Renouveler l’accord de 2016
La principale demande des Européens porte sur la question migratoire. Ils souhaitent que les autorités turques continuent d’appliquer l’accord de 2016 par lequel elles se sont engagées à bloquer les flux migratoires, venus pour l’essentiel de Syrie, vers la Grèce en échange d’une importante aide financière. « Je suis très attachée à assurer la continuité du financement européen », a affirmé la présidente de la Commission. Cet accord est une arme entre les mains de Recep Tayyip Erdogan, qui a plusieurs fois menacé de rouvrir les frontières de son pays.
Le président turc va donc négocier durement son renouvellement. « Nous avons tout fait pour contrôler le flux migratoire mais le fardeau est trop lourd à porter », a déclaré récemment le vice-ministre turc des affaires étrangères, en appelant à une renégociation. En contrepartie, Ankara pourrait obtenir des Européens, outre la revalorisation de l’aide européenne, un renforcement de l’union douanière et de nouvelles facilités de visas.
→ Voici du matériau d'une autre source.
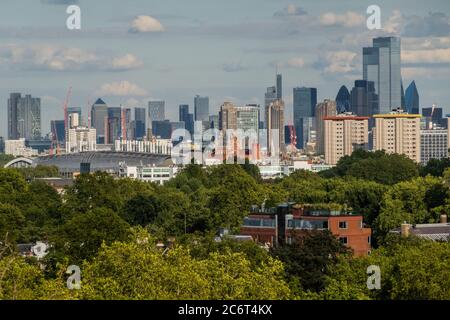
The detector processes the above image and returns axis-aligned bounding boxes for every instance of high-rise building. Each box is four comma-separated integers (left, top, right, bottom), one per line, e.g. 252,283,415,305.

66,126,97,153
8,93,41,140
405,80,419,114
336,86,351,113
50,120,66,146
264,86,277,108
277,74,283,100
422,105,447,129
266,100,284,156
209,114,219,129
314,99,336,154
401,80,406,110
219,102,259,134
133,108,146,140
237,104,259,136
363,37,402,114
0,137,5,153
178,104,194,137
194,95,209,121
152,120,172,139
148,101,166,128
67,107,85,126
293,87,317,149
373,110,421,163
349,80,378,117
420,126,449,165
8,93,21,140
5,138,39,158
323,113,369,165
219,101,237,130
91,98,108,144
107,107,122,144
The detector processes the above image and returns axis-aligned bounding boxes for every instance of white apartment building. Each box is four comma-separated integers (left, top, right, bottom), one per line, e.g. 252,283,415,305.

323,113,369,165
66,127,97,153
114,138,173,155
119,164,178,185
420,127,449,165
373,110,422,163
5,138,39,158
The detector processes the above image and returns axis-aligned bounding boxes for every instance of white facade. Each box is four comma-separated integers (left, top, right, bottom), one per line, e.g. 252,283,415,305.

5,139,39,158
119,165,178,185
420,128,448,165
114,139,173,155
373,111,421,163
324,114,369,165
66,127,97,153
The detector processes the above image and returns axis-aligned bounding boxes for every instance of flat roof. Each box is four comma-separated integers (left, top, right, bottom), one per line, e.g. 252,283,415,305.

323,116,369,120
373,113,422,118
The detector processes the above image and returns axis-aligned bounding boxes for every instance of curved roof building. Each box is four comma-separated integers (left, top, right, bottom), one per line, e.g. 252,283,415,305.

33,151,173,175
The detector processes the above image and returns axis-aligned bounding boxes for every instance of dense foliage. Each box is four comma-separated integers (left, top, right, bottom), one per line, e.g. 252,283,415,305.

0,151,450,299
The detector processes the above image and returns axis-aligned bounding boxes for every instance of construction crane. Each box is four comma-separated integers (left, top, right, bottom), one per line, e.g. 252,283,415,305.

288,124,297,148
63,87,72,152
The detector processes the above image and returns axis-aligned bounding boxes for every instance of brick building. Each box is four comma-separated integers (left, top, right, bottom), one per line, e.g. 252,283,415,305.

240,203,372,256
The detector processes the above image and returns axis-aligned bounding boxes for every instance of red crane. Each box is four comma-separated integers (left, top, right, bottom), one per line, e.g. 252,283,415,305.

63,87,72,151
288,124,297,148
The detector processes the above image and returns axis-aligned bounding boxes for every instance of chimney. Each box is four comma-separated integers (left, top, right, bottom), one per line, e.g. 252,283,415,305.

401,221,411,237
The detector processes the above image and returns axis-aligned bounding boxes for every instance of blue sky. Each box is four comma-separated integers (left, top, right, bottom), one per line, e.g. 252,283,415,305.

0,0,450,135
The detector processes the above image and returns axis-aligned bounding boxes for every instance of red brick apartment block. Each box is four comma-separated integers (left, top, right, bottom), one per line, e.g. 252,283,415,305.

240,203,372,256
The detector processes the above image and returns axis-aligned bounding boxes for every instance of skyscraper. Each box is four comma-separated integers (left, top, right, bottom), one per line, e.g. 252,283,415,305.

348,80,378,117
91,98,108,144
324,113,369,165
405,80,419,114
107,107,122,144
294,87,317,149
148,101,166,127
373,110,421,163
401,80,406,110
277,74,283,99
8,93,21,140
134,108,146,140
316,99,336,154
336,86,350,113
178,104,194,136
363,37,402,113
67,107,84,125
194,95,209,121
50,120,66,146
266,100,284,157
219,102,259,134
17,94,41,140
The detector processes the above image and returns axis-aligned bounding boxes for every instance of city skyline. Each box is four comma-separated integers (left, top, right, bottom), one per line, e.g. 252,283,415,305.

0,0,450,136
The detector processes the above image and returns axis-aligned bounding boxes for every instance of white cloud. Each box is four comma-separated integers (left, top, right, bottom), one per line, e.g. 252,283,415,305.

222,62,248,72
270,57,305,68
125,98,145,108
382,10,404,35
322,51,358,73
130,16,164,33
274,3,307,17
402,48,450,64
96,80,147,97
402,36,450,51
0,44,142,71
319,11,365,27
112,53,143,69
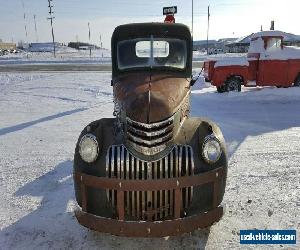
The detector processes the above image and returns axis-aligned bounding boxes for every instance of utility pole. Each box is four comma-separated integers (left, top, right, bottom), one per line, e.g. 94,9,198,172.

192,0,194,40
22,0,28,42
206,5,210,55
100,34,102,49
88,22,92,58
47,0,56,57
33,14,39,43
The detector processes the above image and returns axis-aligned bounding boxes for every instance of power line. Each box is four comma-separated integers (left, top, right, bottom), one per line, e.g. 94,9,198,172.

47,0,56,57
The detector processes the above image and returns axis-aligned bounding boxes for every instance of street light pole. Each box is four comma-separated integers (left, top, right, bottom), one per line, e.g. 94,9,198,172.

192,0,194,38
206,5,210,55
88,22,92,58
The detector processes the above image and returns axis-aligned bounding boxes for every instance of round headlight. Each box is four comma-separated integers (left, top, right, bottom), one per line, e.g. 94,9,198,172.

202,135,222,163
79,134,99,163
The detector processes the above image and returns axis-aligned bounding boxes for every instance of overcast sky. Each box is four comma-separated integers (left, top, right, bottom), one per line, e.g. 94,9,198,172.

0,0,300,48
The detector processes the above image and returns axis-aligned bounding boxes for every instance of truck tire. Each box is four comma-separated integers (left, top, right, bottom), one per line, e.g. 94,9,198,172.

225,76,242,92
217,85,227,93
294,73,300,87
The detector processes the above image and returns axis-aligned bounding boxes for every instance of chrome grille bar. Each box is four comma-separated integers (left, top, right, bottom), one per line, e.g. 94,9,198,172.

126,116,174,155
106,145,194,221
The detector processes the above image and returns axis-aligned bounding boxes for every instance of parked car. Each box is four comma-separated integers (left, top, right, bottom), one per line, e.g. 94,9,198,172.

74,23,228,237
204,31,300,92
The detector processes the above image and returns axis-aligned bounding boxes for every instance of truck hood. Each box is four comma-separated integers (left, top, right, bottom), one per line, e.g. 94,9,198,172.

114,73,190,123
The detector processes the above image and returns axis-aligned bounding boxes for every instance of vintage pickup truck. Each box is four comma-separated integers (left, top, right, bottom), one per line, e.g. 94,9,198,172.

204,31,300,93
74,23,228,237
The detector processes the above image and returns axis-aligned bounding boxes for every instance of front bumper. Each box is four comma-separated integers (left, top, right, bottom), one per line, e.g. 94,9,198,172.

74,167,225,237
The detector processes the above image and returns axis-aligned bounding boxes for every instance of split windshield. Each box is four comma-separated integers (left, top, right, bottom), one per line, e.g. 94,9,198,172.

117,38,187,70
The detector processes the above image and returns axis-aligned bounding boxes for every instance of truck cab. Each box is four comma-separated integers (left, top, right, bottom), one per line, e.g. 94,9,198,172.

204,31,300,92
74,23,228,237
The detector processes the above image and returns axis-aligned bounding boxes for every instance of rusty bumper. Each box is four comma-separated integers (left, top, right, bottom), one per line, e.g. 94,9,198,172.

74,168,224,237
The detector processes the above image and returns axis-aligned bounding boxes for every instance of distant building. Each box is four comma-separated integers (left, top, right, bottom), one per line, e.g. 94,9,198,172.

193,38,236,52
225,33,253,53
28,42,61,52
225,32,300,53
193,40,217,51
0,42,17,50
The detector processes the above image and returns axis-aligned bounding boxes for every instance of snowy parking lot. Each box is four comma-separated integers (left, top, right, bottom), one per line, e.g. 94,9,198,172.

0,72,300,249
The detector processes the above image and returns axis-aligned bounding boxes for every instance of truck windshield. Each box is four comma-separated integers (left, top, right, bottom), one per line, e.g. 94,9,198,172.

267,38,281,50
117,38,187,70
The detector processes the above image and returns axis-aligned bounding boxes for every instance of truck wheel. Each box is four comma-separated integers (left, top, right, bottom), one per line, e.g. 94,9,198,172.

226,77,242,92
217,85,227,93
294,74,300,87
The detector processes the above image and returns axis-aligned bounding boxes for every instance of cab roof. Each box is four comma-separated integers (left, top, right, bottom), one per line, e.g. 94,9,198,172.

111,23,192,42
111,23,193,78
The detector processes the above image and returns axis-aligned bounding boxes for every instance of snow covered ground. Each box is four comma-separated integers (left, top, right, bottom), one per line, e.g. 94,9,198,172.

0,46,111,65
0,72,300,249
0,46,245,65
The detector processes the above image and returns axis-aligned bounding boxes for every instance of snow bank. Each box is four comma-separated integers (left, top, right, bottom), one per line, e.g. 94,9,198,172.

214,57,249,68
251,30,286,38
0,72,300,250
260,46,300,61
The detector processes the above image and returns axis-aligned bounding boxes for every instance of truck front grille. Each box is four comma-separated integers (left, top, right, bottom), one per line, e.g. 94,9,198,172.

126,116,174,155
106,145,194,221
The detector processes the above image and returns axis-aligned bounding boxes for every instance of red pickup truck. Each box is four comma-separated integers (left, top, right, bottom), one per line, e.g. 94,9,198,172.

203,31,300,93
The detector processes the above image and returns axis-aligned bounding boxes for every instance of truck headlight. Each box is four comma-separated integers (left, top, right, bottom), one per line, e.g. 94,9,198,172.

La question est de savoir si l’Union européenne ne se laisse pas entraîner dans un marché de dupes pour tenter de maintenir loin de ses frontières les réfugiés retenus sur le territoire de la Turquie. Pendant qu’elle envoie à Ankara ses deux plus hauts représentants pour dialoguer avec le président turc, celui-ci continue de bafouer les règles de la démocratie en ordonnant l’interdiction d’un des deux grands partis d’opposition, le HDP (gauche pro-kurde), et l’arrestation d’amiraux en retraite qui s’étaient permis de le critiquer. « Il y a une différence entre exprimer ses idées et faire une déclaration sur un ton de coup d’Etat », a expliqué le président du Parlement.
La question des droits de l’homme semble la grande oubliée de ces retrouvailles. « L’UE offre au président turc la visibilité qui lui est nécessaire au moment où il durcit la répression interne », estime dans Le Figaro l’ancien ambassadeur de l’Union en Turquie, Marc Pierini, qui juge la désescalade d’Ankara « surtout tactique » et ajoute, en évoquant l’empire ottoman : « Charles Michel et Ursula von der Leyen vont en Turquie avec un plateau d’argent chargé de présents, comme les émissaires allaient au palais de Topkapi au temps de l’empire ».
L’ancien ambassadeur, devenu chercheur invité à Carnegie Europe, a raison d’appeler l’Europe à la vigilance. Le dialogue entre l’UE et la Turquie est souhaitable, il est même indispensable, mais il doit être conduit sans faiblesse et n’exclure aucune des questions qui préoccupent les Européens, y compris celle des droits de l’homme. Une épreuve de force est engagée. De ce point de vue, l’affront fait à Mme von der Leyen, quelle que soit l’interprétation qu’on en donne, est un mauvais signal. Il est en effet l’expression d’une certaine arrogance de la part des autorités turques mais il accrédite aussi, du côté européen, l’idée d’une division entre les deux têtes de la délégation. Face à Recep Tayyip Erdogan, il est important que les Européens restent à la fois unis et déterminés.